Note that a function is increasing if the first derivative is positive and decreasing where the first derivative is negative. All extrema occur only at critical points (the first derivative is zero or fails to exist.)

The function is concave up when the second derivative is positive, concave down when the second derivative is negative.
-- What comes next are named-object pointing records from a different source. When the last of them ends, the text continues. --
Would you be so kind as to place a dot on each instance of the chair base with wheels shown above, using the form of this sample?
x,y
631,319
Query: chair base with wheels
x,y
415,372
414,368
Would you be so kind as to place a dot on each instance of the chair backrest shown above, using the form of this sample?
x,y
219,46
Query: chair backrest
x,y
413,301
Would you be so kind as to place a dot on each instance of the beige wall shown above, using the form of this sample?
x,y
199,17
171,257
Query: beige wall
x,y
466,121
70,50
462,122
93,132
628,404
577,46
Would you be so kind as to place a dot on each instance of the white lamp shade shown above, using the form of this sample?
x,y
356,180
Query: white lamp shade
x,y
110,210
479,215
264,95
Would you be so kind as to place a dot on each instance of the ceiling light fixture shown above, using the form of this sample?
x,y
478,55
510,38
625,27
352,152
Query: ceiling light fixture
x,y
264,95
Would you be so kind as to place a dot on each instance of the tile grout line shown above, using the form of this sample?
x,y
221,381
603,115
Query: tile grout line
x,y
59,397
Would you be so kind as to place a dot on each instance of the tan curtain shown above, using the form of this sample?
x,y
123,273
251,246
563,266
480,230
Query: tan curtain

Inflection points occur where the second derivative is zero and changes sign.

(1) `f'(x)=12x^3-12x^2` Setting the first derivative equal to zero we get:

`12x^3-12x^2=0`

`12x^2(x-1)=0`

So the first derivative is zero when x=0 and x=1.

On `(-oo,0)` `f'(x)<0` (Try a test point like x=-1; `f'(-1)=-24` )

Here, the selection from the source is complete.